J.B. Spins

Jazz, film, and improvised culture.

Monday, July 08, 2019

NYAFF ’19: Odd Family Zombie On-Sale


We have long argued South Korea cinema has a well-earned competitive advantage when it comes to creepy serial killer thrillers, but whoever expected them to basically take a surprise corner on the crowded zombie market? Of course, it started with the instant classic Train to Busan and its animated prequel, Seoul Station, and continued with the zombie historical, Rampant. Screenwriter-director Lee Min-jae now stakes a claim to zombie comedy territory with the bizarre ruckus that is Odd Family: Zombie On-Sale, which screens during the 2019 New York Asian Film Festival.

Apparently, the young man shambling towards town is one of the college students who was experimented on by a scandal-ridden Pharma company. Initially, he does not make much of a stir, because he is a weirdly polite zombie. In contrast, Man-Deok’s family are pretty rude and obnoxious. Ostensibly, they run a rural service station, but most of their repair clients find their way there through the family’s underhanded tricks. The eldest son Joon-gul does the dirty work and his wife Nam-joo handles the collections. The middle son Min-gul left to work in Seoul, but he has just returned home after getting sacked. The youngest sibling, Hae-gul broods disgustedly, like any teenager embarrassed by her family.

For some reason, Hae-gul seems to have a rapport with the formerly handsome young zombie when he shuffles into town. He really is well behaved, preferring to chop on cabbage instead of human brains. However, when he bites down on bitter old Man-Deok’s scalp, suddenly he gets an infusion of youthful vitality. Soon, the town’s codgers start lining up for a fountain-of-youth bite from “Zzong-bie,” as Hae-gul dubs him, for which the family is only too happy to supply for a reasonable fee. Of course, zombies are still zombies, so the town will inevitably be over-run by a zombie apocalypse—and it will all be the fault of Man-Deok’s family.

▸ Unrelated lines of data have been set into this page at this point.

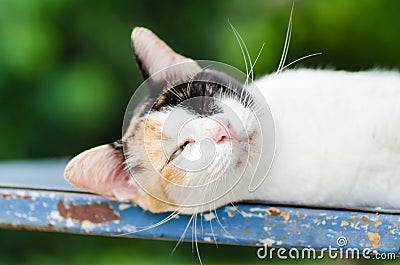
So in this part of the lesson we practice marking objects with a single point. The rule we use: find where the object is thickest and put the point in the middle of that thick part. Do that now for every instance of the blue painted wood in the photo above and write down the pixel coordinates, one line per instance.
(256, 225)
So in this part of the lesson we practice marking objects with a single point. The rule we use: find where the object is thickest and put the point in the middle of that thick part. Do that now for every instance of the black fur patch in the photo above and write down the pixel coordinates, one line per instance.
(204, 89)
(117, 145)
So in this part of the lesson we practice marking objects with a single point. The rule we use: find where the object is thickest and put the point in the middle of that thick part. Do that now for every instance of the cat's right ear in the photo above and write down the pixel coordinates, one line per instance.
(155, 56)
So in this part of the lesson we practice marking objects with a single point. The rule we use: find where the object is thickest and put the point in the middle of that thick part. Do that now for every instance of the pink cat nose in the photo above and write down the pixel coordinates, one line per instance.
(222, 134)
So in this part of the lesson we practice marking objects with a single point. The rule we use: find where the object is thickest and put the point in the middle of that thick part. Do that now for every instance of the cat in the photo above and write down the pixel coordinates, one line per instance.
(335, 140)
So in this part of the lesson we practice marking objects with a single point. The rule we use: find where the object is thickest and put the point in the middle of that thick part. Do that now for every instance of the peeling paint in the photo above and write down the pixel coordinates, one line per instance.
(209, 216)
(95, 213)
(375, 239)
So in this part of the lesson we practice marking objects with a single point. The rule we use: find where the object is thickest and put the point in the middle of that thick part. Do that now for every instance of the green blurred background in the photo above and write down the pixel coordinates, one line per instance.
(67, 74)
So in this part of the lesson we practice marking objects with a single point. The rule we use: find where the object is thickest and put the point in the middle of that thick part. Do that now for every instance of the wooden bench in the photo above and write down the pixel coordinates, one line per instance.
(34, 196)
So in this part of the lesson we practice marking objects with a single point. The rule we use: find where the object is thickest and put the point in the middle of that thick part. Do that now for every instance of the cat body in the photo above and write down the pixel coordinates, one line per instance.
(335, 139)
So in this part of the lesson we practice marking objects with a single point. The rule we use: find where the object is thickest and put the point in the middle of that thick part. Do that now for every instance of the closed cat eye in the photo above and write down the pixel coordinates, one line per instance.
(179, 150)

Odd Family is a gleefully wild and crazy comedy that still respects the conventions of zombie movies. In fact, the third act turns into a pretty darned credible walking dead stand-off. Nevertheless, its in-your-face attitude never flags for a moment. Zombie comedies are usually very hit-or-miss affairs, but this one mostly hits—and when it hits, it hits hard.

It is also almost shocking to see Jung Jae-young, the hard-nosed star of Confession of Murder and Broken playing a hen-pecked goofball like Joon-gul, but he dives in with both feet. Lee Soo-kyung could inspire some Ellen Ripley-like memes with her forceful portrayal as the resourceful Hae-gul (her weapon of choice is the weed-whacker). Kim Nam-gil oozes sleaze as Min-gul, while Jung Ga-ram does a nice job of humanizing Zzong-bie.

Odd Family has one of the cleverest and most satisfying endings of any zombie movie yet produced, but it would be nearly impossible for any future film to rip it off. At one point, Lee Min-jae also seems to tip his hat to Train to Busan, in a subtle manner. Altogether, it is jolly good fun. Very highly recommended for zombie fans, Odd Family: Zombie for Sale screens tomorrow night (7/9) as part of NYAFF ’19 and for those who will be in Montreal, on July 29th during the 2019 Fantasia Film Festival.